WAUKESHA, Wis. (AP) — The Latest on Gov. Scott Walker re-election campaign launch (all times local):
Republican Wisconsin Gov. Scott Walker is calling for an "army of grass-roots volunteers" to combat what he says will be a coordinated attack against his re-election campaign by "big government" Washington-based special interests.
Walker officially kicked off his re-election effort with a rally Sunday before a couple hundred backers at a factory outside of Milwaukee.
Walker says "we are moving Wisconsin forward" but there's work to be done cutting taxes, making college more affordable, fighting opioid abuse and putting people to work.
More than a dozen Democrats are either running or thinking of taking on Walker for the November 2018 election.
Hundreds of protesters rallied outside of Walker's event. He plans more than a dozen similar events over the next three days.
Hundreds of protesters have gathered outside the site of Wisconsin Gov. Scott Walker's campaign re-election rally, while his supporters inside say they're excited he's seeking a third term.
Walker was set to officially launch his campaign Sunday at Weldall Manufacturing in Waukesha, Wisconsin.
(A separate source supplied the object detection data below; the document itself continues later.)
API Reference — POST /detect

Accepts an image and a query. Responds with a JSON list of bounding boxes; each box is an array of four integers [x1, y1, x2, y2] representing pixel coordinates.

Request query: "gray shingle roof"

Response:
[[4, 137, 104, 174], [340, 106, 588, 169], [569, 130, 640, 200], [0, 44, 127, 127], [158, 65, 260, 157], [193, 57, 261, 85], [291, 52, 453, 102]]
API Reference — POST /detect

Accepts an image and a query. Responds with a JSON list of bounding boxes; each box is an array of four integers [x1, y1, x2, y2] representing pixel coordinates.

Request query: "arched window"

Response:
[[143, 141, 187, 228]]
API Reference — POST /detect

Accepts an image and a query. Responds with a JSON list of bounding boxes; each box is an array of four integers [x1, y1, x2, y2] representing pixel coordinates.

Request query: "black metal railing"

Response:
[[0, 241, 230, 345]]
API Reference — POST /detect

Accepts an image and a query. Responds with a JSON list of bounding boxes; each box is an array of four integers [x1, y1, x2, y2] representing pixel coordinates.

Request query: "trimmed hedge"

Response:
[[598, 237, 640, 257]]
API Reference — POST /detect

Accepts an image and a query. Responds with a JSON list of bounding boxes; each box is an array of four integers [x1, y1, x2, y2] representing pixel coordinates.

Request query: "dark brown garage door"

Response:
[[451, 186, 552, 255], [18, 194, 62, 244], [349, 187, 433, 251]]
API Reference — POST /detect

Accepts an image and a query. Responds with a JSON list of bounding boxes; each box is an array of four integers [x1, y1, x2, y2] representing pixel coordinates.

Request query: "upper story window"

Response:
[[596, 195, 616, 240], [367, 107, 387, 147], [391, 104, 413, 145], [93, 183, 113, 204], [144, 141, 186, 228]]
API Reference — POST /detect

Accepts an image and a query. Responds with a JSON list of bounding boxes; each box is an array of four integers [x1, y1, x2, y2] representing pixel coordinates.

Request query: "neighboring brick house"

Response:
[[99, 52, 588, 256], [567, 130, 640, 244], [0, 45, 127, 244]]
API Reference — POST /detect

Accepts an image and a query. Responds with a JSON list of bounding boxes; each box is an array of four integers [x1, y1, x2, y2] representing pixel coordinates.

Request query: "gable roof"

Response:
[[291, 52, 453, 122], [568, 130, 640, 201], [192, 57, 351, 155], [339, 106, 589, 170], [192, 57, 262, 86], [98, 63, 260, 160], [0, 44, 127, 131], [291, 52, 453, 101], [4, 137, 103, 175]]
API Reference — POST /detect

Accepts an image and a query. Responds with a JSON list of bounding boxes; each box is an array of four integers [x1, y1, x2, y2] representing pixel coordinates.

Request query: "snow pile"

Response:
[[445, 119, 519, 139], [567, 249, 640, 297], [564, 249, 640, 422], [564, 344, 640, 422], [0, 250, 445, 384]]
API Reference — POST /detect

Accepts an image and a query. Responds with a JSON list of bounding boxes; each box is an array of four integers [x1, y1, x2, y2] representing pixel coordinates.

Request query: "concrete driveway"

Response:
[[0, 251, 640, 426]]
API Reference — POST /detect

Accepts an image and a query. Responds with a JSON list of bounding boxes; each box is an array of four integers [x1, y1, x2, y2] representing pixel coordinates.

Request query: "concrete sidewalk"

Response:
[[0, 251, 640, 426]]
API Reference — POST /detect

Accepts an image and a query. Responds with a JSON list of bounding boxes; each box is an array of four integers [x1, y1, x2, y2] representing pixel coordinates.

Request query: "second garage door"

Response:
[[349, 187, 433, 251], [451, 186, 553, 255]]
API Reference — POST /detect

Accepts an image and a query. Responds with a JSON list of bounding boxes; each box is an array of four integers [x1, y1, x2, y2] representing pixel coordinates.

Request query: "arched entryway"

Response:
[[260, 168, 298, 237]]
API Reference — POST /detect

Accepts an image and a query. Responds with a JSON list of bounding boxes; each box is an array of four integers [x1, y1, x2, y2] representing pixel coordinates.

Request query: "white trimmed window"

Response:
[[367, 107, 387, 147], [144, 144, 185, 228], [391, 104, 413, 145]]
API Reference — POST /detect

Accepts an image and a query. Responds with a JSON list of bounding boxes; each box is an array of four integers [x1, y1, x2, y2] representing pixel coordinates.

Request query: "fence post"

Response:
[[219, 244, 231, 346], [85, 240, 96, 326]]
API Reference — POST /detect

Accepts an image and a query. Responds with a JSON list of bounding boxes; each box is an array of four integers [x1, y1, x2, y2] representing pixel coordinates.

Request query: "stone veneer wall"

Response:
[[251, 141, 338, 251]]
Dozens of his supporters, current office holders and candidates are on the factory floor while protesters largely organized by the immigrant rights group Voces de la Frontera are outside.
Twenty-year-old college student Joe Blaszcynski says he's looking forward to voting for Walker for the first time in 2018. He says he likes Walker because "he's a family man first" and an "up-front individual."
Walker backer Dick Fleissner says he's been a supporter for a long time because Walker "does what he believes is the right thing to do."
Wisconsin Gov. Scott Walker says his campaign for a third term will focus on proposals to ensure everyone in the state shares in economic prosperity.
Walker planned to launch his re-election campaign Sunday at a factory outside of Milwaukee. Walker tells The Associated Press in a Saturday interview his campaign themes will be focused on his plans for improving the economy, raising incomes, bettering schools and cutting taxes, with details to come.
Walker's Democratic opponent will be decided in an August primary. More than a dozen are either running or considering it.
Wisconsin Democratic Party chairwoman Martha Laning says no matter the candidate, Democrats will run and win on a message that Republicans have ignored working-class people to benefit the wealthy and special interests.